An Attribute that is not constrained to hold the value of some Identifier Attribute is non-referential. In other words, an attribute whose value does not systematically refer to some other value in the model is non-referential. A Non-Referential Attribute is an intrinsic property of the local Class without regard to any other attributes. On a class diagram, a Non-Referential Attribute is shown with a the name of some Type (data) without an associated R tag.
Type - constrained
Type.Name — This Attribute’s data Type. This can be any System Type or a Domain Type defined in this Attribute’s Domain.
- Name + Class + Domain
Same as the superclass.
Non-Referential Attribute may assume values defined by exactly one Type
Type defines range of values assignable to zero, one or many Non-Referential Attribute
Every value is defined by some Type (data type) (C.J.Date). The range of values that may be assigned to any instance of a Attribute are defined by a single Type. There is no such thing as a type-less value, and every Attribute can take on values, so every Attribute requires a Type.
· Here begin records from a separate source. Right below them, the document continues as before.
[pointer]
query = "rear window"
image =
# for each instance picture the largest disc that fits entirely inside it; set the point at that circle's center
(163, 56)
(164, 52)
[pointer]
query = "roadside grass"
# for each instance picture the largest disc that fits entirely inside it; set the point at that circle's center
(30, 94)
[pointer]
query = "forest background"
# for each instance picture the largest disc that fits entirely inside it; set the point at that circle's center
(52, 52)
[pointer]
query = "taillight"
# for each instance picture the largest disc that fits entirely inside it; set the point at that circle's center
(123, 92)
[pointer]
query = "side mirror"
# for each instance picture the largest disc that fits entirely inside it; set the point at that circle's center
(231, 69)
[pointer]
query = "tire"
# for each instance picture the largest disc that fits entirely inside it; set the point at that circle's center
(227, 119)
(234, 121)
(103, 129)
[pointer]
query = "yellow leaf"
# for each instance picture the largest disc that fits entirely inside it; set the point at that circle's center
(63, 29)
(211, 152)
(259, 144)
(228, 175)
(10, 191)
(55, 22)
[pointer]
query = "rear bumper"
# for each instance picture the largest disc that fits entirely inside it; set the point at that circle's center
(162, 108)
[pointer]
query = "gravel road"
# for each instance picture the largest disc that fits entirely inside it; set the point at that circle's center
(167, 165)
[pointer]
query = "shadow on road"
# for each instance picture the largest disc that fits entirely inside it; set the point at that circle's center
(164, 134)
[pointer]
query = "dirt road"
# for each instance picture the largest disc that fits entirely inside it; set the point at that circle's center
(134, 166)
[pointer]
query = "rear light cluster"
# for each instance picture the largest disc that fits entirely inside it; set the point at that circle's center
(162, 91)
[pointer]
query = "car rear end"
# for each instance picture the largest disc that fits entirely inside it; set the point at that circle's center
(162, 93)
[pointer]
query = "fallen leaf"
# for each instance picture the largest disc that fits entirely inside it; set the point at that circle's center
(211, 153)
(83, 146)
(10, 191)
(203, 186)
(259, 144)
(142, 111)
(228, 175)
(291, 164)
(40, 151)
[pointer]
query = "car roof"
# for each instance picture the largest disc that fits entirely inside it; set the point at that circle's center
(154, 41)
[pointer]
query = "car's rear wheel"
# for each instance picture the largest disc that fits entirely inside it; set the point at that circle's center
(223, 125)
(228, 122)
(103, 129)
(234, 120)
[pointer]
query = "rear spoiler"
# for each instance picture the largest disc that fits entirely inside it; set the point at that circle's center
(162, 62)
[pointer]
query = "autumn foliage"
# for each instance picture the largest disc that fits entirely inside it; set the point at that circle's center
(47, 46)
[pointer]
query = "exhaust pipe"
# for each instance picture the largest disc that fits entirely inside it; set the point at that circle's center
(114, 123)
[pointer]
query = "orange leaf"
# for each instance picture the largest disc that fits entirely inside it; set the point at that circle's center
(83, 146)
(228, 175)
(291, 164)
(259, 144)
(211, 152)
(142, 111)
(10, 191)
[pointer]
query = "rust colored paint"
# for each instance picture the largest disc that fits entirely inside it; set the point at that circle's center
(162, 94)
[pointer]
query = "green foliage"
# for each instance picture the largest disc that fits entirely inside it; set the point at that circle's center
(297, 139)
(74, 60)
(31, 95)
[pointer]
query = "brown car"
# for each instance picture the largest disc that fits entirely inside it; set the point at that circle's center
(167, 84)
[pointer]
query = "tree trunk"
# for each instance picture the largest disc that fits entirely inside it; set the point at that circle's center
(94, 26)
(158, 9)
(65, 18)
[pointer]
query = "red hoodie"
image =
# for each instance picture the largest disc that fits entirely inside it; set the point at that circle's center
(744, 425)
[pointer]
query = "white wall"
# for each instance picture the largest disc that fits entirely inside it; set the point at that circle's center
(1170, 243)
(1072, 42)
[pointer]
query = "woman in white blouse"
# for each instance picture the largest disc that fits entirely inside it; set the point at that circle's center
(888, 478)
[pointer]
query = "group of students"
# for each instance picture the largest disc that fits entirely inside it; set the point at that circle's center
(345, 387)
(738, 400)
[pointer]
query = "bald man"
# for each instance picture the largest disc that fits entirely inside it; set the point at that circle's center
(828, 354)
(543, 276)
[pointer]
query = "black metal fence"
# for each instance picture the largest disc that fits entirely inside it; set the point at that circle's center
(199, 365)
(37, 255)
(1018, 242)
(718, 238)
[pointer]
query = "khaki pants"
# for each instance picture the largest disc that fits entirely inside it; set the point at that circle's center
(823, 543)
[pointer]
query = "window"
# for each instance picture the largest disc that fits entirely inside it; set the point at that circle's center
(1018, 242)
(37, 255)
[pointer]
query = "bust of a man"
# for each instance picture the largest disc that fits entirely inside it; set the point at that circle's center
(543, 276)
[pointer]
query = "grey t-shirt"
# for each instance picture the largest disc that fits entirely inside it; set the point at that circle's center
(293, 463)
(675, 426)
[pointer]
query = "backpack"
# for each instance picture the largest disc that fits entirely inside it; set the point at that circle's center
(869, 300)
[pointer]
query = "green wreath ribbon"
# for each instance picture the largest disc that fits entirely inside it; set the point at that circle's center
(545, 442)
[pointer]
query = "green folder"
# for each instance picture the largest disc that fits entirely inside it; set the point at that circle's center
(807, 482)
A Type is defined directly only for each Non-Referential Attribute. The Type of a Referential Attribute is then determined by following a chain of one or more Referential Attributes ultimately leading to a Non-Referential Attribute.
A Type may be defined that is not currently used by any Non-Referential Attribute. This makes it possible to predefine a library of Types for later use. A Type that does not constrain any Non-Referential Attribute, however, will have no relevance in a populated metamodel. (A code generator would, therefore, safely disregard any such unused Types).
Non-Referential Attribute is an Independent or a Derived Attribute
The value of a Non-Referential Attribute is either independent or computed based the values of one or more other Attributes in the same Domain (Derived). Referential Attributes, by contrast, are never derived. This makes sense, since a Referential Attribute always refers to one or more other Attributes.